What happens when residential aged care consumers choose their provider?

The aged care sector has been on a long journey toward focussing more on the needs and the choices of the people who use it. Hamilton Stone has been intimately involved in some of the key steps along the way, and we are currently helping with a review of an important aspect of how residential aged care can best serve the people who need it.

Allocating residential care funds to consumers rather than providers

A major change was made in 2017, when home care packages were allocated to consumers instead of to providers. Now, a person needing high levels of home care can get their care from any approved provider who is available. They can change providers if they aren’t happy with the care they are getting.

One of the next steps in aged care reform is to do the same for people who want residential care. After announcing that it was providing “in-principle support for the transition of residential places to the consumer”, the government set up a review to analyse the impacts of changes to the current mechanism for allocating aged care places, the Aged Care Approvals Round (ACAR).

This change would bring residential care more into line not only with home care packages, but also childcare and disability services. But how can it best be done?

What’s involved in making this change work for consumers?

There are many factors to consider when making this change. Here are just some issues that the review is aware of.

  1. What information will consumers need in this new environment, so that they can make effective choices that are right for them?

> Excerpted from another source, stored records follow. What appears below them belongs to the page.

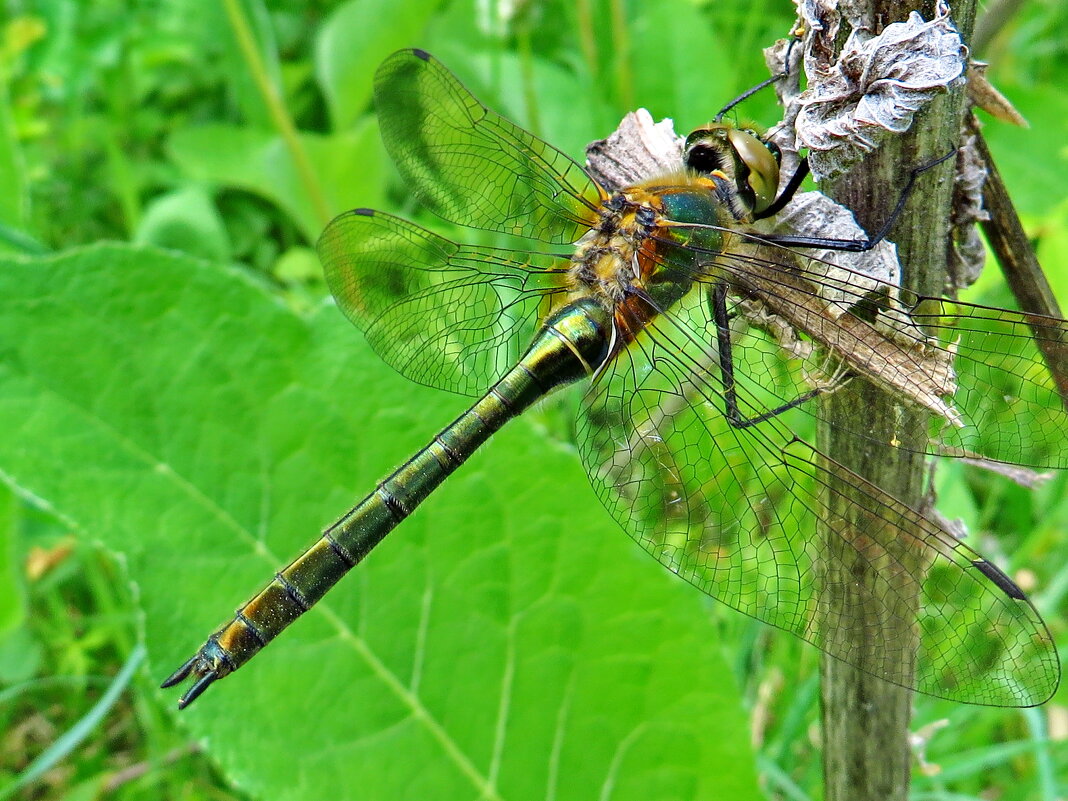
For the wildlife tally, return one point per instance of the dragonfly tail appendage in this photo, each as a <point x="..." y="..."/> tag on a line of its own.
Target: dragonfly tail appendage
<point x="571" y="345"/>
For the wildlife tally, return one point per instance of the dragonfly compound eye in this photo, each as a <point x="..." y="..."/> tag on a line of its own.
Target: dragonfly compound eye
<point x="763" y="168"/>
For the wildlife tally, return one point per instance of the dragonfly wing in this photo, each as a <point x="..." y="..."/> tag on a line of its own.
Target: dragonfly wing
<point x="442" y="314"/>
<point x="732" y="511"/>
<point x="977" y="370"/>
<point x="471" y="166"/>
<point x="1007" y="397"/>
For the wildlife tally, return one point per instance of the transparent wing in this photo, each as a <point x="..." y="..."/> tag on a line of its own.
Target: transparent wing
<point x="448" y="315"/>
<point x="978" y="370"/>
<point x="470" y="165"/>
<point x="733" y="512"/>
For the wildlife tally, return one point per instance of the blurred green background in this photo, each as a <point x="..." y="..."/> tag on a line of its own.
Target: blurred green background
<point x="182" y="411"/>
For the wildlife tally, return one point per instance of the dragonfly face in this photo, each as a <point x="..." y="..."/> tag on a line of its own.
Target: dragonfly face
<point x="684" y="425"/>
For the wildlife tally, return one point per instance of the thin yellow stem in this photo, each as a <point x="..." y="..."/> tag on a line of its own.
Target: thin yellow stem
<point x="277" y="109"/>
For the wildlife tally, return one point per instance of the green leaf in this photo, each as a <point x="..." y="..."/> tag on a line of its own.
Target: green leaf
<point x="506" y="642"/>
<point x="185" y="220"/>
<point x="355" y="41"/>
<point x="12" y="594"/>
<point x="348" y="167"/>
<point x="14" y="199"/>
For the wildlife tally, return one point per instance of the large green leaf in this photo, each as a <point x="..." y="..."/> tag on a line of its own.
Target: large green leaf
<point x="346" y="169"/>
<point x="506" y="642"/>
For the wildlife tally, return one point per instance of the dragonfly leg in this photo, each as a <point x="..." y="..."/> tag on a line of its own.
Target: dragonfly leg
<point x="733" y="413"/>
<point x="788" y="191"/>
<point x="853" y="246"/>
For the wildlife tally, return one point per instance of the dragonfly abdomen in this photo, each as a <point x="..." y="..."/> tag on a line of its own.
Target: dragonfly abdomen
<point x="570" y="345"/>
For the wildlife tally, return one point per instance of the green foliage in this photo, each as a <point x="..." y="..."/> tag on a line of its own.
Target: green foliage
<point x="173" y="433"/>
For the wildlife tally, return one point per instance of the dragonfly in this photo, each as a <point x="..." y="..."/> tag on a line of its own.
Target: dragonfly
<point x="662" y="299"/>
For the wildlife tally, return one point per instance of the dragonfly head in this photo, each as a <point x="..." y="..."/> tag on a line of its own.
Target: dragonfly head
<point x="749" y="162"/>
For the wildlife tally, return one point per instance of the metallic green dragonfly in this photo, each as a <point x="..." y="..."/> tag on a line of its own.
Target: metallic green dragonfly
<point x="662" y="299"/>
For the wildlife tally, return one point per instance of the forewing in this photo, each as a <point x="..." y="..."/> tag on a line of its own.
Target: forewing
<point x="732" y="511"/>
<point x="471" y="166"/>
<point x="448" y="315"/>
<point x="977" y="370"/>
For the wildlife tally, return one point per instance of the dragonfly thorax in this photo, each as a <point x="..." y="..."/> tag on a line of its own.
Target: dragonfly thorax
<point x="650" y="244"/>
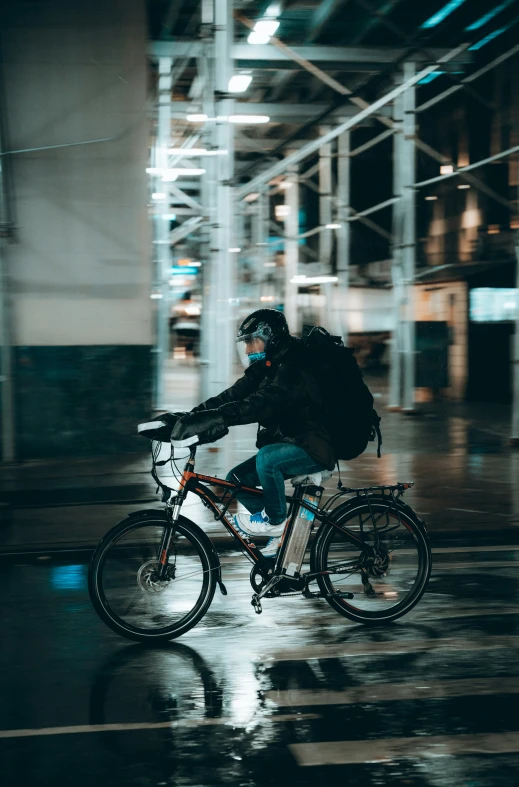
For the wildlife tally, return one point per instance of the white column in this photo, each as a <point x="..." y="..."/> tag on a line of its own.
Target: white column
<point x="515" y="360"/>
<point x="395" y="371"/>
<point x="291" y="250"/>
<point x="325" y="205"/>
<point x="409" y="239"/>
<point x="221" y="298"/>
<point x="161" y="231"/>
<point x="343" y="237"/>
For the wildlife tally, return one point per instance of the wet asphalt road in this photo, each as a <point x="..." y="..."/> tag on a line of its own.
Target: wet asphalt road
<point x="296" y="695"/>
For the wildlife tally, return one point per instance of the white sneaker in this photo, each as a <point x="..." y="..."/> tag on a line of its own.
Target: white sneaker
<point x="257" y="524"/>
<point x="272" y="547"/>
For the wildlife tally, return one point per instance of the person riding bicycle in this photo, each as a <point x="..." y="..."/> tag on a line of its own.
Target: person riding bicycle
<point x="279" y="391"/>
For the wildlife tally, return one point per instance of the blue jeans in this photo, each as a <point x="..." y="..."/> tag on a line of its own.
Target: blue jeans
<point x="268" y="469"/>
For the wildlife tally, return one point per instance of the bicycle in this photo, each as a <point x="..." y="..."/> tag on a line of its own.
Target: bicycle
<point x="154" y="575"/>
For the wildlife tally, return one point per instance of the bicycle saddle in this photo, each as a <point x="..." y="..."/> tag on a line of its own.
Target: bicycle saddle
<point x="312" y="478"/>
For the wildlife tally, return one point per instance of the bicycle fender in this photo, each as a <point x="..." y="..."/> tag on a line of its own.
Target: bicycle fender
<point x="398" y="502"/>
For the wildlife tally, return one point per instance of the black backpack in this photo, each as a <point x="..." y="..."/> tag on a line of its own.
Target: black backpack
<point x="350" y="416"/>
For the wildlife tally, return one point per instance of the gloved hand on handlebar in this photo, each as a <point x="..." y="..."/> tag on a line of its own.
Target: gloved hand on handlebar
<point x="209" y="425"/>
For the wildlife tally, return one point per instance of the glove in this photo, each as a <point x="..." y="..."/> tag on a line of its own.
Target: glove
<point x="209" y="425"/>
<point x="165" y="423"/>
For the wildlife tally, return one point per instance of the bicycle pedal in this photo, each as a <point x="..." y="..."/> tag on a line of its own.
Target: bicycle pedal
<point x="256" y="603"/>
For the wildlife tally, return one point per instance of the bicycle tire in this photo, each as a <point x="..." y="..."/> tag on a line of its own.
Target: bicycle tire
<point x="319" y="562"/>
<point x="203" y="547"/>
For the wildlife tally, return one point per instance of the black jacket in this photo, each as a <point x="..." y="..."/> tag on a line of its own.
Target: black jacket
<point x="283" y="395"/>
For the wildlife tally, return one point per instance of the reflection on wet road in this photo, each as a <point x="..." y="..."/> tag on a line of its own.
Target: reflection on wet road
<point x="295" y="694"/>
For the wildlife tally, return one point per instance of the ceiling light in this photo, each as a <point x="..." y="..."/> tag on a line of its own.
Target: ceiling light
<point x="263" y="30"/>
<point x="430" y="76"/>
<point x="249" y="118"/>
<point x="266" y="26"/>
<point x="442" y="14"/>
<point x="239" y="83"/>
<point x="174" y="173"/>
<point x="282" y="211"/>
<point x="196" y="152"/>
<point x="303" y="280"/>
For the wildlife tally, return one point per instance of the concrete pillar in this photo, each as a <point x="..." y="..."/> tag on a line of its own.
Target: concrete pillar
<point x="408" y="164"/>
<point x="162" y="256"/>
<point x="402" y="371"/>
<point x="291" y="250"/>
<point x="75" y="77"/>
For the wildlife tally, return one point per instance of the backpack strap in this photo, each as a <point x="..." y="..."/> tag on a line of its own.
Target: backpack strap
<point x="375" y="430"/>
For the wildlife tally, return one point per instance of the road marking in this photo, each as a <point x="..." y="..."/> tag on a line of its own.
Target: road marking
<point x="388" y="749"/>
<point x="391" y="692"/>
<point x="390" y="647"/>
<point x="160" y="725"/>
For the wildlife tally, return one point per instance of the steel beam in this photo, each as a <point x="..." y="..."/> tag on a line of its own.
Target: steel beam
<point x="163" y="251"/>
<point x="342" y="57"/>
<point x="475" y="165"/>
<point x="314" y="145"/>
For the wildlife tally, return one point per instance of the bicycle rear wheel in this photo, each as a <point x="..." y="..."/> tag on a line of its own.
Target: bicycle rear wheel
<point x="124" y="588"/>
<point x="387" y="575"/>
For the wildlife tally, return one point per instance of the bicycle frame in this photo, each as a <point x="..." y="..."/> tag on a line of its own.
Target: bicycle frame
<point x="191" y="481"/>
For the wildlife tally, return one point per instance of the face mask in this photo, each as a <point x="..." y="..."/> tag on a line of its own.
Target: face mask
<point x="257" y="357"/>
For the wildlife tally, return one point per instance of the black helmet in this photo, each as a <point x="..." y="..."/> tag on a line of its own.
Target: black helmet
<point x="267" y="324"/>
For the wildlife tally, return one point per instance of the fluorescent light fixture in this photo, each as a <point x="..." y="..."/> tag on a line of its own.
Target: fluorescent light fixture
<point x="266" y="26"/>
<point x="430" y="77"/>
<point x="196" y="152"/>
<point x="263" y="30"/>
<point x="174" y="173"/>
<point x="442" y="14"/>
<point x="482" y="21"/>
<point x="239" y="83"/>
<point x="487" y="39"/>
<point x="314" y="280"/>
<point x="248" y="119"/>
<point x="282" y="211"/>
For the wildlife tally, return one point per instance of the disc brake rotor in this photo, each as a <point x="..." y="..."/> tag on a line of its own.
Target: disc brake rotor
<point x="146" y="578"/>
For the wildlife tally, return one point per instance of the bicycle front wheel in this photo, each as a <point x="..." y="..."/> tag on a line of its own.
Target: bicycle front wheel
<point x="386" y="573"/>
<point x="123" y="583"/>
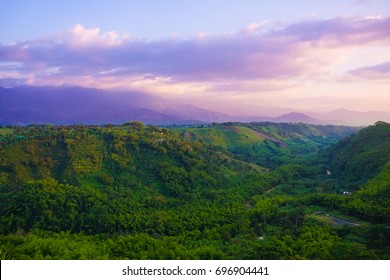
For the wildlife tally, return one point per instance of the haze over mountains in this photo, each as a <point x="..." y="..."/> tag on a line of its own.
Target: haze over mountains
<point x="68" y="105"/>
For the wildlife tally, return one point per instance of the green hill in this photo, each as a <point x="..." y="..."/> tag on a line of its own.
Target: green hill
<point x="225" y="191"/>
<point x="361" y="156"/>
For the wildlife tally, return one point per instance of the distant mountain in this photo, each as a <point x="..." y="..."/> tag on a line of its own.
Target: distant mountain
<point x="297" y="117"/>
<point x="344" y="116"/>
<point x="292" y="117"/>
<point x="67" y="105"/>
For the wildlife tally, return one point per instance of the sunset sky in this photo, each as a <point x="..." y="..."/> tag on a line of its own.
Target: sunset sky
<point x="242" y="57"/>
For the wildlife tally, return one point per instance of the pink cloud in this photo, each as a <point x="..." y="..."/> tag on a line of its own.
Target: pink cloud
<point x="380" y="71"/>
<point x="295" y="51"/>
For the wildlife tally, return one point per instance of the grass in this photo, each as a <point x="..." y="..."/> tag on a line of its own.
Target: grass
<point x="6" y="131"/>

  2. Letting consumers choose any approved provider they want should increase competition between providers and, over time, it is hoped that it will encourage new entrants to the sector and more innovation. What effect will this have on occupancy rates, the viability of providers and the rates they need to charge to be sustainable?

  3. In some rural and remote areas, and for some consumers with special needs, there may be few providers, perhaps only one, offering appropriate care in the right place. How will the new system operate in these so called ‘thin markets’? For example, is there a risk a second provider might try to enter in a small town, and both end up being unsustainable?

  4. Currently respite care places are also allocated to providers. What will be the system for ensuring a supply of respite care in future, when places aren’t allocated to providers any more?

  5. There are many different parts of aged care being reformed, not just the system for allocating residential care places. What is the right order to make changes in, to ensure access to care for consumers is not disrupted?

Stakeholder submissions were received last month. Hamilton Stone is privileged to be assisting UTS’s Mike Woods and Stewart Brown’s Grant Corduroy to prepare a report on these important issues. It is due to be given to the government at the end of the year.